Howard's big smile and silliness – missing, at times, during his lone, lost season with the Los Angeles Lakers – have returned. So, too, has his dominance.

"He is in a good place and back to being a dominating center in the league," Rockets forward Chandler Parsons said. "Everyone on our team and in our city has embraced his personality and taken him in and love him being in Houston. … I wouldn't want anyone else as my center."

Howard has needed some time to transition to the Rockets. In a one-point loss to the Lakers on Nov. 7, he missed 11 free throws. He averaged 16.7 points and 11.7 rebounds in November – respectable but not what he expected from himself.

Howard says he now has a "clear head," and it's shown: He's averaging 19.3 points and 15 rebounds while making 60.3 percent of his free throws.

"It took a couple games," Howard said. "I said, 'OK, that's the first 20 games. I got those out of the way.' I see what this team needs me to do to be effective …

"I understand that people want me to come down and score 30 points a night and 30 rebounds. That's not what it's going to take for us to win."

Said Rockets guard James Harden: "He's doing everything we ask him to do."

Howard cites an improved diet and mentoring from former Rockets general manager Carroll Dawson as reasons for his increased production. Howard has also spent a lot of his recent off nights in Houston working on his offensive game in a suburban high school gym. Assistant coach Greg Buckner attends the sessions and works with Howard on his post drills and free throws.

"It's really helping me with my touch and my free throws, just the little things," Howard said.

Howard has been one of the NBA's worst free-throw shooters for years. He shot 49 percent the past two seasons and hasn't cracked 60 percent since his rookie season.

Recently, Howard learned while watching video that he needed to stop leaning back on his attempts. Assistant coach Kelvin Sampson told him to look at the rim and say, "eyes, target, focus," before shooting. All the improvement Howard has shown this month was tempered when he went 5 of 13 from the line in the Rockets' loss to the Sacramento Kings on Sunday.

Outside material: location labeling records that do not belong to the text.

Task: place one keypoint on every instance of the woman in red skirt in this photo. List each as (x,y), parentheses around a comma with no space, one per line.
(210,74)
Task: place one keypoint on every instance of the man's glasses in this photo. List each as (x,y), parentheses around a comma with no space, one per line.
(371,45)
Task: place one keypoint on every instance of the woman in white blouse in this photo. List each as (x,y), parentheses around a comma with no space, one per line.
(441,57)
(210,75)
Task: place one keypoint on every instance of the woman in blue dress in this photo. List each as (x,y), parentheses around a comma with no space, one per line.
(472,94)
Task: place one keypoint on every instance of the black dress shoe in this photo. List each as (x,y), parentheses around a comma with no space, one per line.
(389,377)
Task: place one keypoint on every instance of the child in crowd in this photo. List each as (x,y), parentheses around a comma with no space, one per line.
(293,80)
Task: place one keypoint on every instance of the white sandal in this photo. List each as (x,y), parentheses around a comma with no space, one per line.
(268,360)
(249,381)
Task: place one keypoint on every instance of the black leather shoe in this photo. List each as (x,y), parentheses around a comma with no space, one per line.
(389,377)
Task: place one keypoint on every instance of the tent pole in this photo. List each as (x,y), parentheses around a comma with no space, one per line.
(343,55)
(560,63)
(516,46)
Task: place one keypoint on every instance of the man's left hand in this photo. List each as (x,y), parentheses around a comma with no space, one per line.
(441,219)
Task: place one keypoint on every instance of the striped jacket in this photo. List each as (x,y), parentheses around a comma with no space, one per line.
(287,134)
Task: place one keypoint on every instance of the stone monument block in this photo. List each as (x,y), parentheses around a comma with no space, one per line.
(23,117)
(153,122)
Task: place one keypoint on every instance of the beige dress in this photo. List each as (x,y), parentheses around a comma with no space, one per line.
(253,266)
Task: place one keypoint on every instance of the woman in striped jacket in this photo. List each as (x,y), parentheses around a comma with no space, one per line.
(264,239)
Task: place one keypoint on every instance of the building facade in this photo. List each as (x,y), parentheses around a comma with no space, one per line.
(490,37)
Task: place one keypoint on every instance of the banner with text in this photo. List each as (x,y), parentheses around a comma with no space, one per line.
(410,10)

"It's all mental," Howard said.

Howard and the Rockets need to show more consistency in the tough Western Conference to land a high playoff seed. The Rockets' 16-9 record has them in fifth place in the West, but they've lost to the Lakers without Kobe Bryant and some of the worst NBA teams in Philadelphia, Utah and Sacramento. Houston is also just 6-6 on the road.

Howard said he and Harden have to be more accountable for keeping the Rockets focused and playing at a high level.

"It starts with me and James," Howard said. "We have to get into these guys when they are not ready to play and set a better example. We have to do a better job. We cannot let things like this continue to happen."